Erdogan this month dropped plans to legislate a so-called fiscal rule, backed by the IMF, which would require governments to target a budget deficit of 1 percent of gross domestic product. In May, he broke off talks on a new accord with the IMF, which has overseen the country’s public finances for most of the past two decades as a condition for loans.
Simsek said he understood investor concerns, and pointed to Erdogan’s track record of reducing budget deficits, and the benefits Turkey has reaped from it.
“We’ve had four elections in the past eight years and on average we’ve done reasonably well in terms of maintaining fiscal discipline,” he said. “They should look at our track record. Even without an IMF program, without an explicit fiscal rule, they will notice that we’ve done a good job.”
Turkey’s budget deficit averaged 1.3 percent of GDP in the four years from 2005, before widening to 5.5 percent last year after the global crisis curbed exports and foreign investment. In the decade through 2003, the average deficit was 9.6 percent, according to Finance Ministry data.
The country’s debt, which was more than 70 percent of GDP in 2002, may drop to the “low 40s” this year, beating the government target of 49 percent, Simsek said.

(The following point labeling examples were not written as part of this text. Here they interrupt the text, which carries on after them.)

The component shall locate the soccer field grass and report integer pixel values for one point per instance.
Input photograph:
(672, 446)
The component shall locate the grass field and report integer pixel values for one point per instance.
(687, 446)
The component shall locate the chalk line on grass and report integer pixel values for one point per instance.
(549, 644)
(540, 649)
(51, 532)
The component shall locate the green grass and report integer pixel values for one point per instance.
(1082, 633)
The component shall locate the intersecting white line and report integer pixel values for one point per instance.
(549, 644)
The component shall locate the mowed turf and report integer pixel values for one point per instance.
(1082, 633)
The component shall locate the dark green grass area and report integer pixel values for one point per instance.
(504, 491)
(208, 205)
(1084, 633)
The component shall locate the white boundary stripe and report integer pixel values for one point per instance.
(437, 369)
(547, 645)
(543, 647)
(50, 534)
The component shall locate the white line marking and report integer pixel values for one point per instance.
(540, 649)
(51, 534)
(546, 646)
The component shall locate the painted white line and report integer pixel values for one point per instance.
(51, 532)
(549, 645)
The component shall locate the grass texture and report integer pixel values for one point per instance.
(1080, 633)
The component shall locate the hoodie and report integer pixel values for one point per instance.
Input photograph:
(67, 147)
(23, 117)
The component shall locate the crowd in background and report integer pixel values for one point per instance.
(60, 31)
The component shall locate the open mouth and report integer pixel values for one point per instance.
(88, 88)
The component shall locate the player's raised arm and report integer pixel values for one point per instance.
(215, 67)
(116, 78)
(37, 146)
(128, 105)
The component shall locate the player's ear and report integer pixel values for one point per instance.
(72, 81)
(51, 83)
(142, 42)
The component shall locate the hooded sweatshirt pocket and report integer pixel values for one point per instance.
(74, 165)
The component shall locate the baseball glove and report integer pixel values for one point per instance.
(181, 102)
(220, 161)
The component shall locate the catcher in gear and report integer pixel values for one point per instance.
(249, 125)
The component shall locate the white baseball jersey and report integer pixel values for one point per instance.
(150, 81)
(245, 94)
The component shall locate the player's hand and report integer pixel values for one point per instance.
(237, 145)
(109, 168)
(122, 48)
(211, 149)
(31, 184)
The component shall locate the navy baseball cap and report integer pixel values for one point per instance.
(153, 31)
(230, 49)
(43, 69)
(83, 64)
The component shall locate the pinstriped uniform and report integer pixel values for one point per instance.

The improvement in Turkey’s public finances under Erdogan, who came to power in 2003, sparked a boom in foreign investment. The arrival of companies such as Citigroup Inc., which bought a 20 percent stake in Turkish lender Akbank TAS in 2006, and Vodafone Group Plc helped the economy grow at an annual pace averaging about 5 percent a year.
The benchmark ISE-100 stock index has surged almost sixfold since the end of 2002, and has added 22 percent so far this year, four times the gain on the MSCI Emerging Markets Index. Yields on benchmark two-year lira bonds have dropped to about 8 percent, from almost 25 percent in 2004.
‘Not an Island’
Asked whether those market gains will continue, Simsek, a London-based economist at Merrill Lynch & Co. before he joined Erdogan’s government in 2007, said he’s “left that hat in London.” He said, though, that Turkish assets will perform better than those of other emerging-market economies because of the country’s fundamental strengths, including “long-term demographics and productivity patterns.”
“We’re not an island,” he said. “If the rest of the world is going to struggle then clearly that would impact us, but the chances are we are going to outperform.”
Simsek rejected calls from Turkey’s exporters for active management of the exchange rate to weaken the lira, which has gained almost 10 percent against the euro this year, and make the country’s goods more competitive. Turkey has a customs agreement with the European Union, which it’s in talks to join, and sends the biggest share of its exports there.
“We can’t cure Turkey’s structural problems purely by focusing on the exchange rate,” Simsek said. “We need to make the Turkish economy more competitive and more productive. That is the core solution. It’s a tough one, but there are no quick fixes.”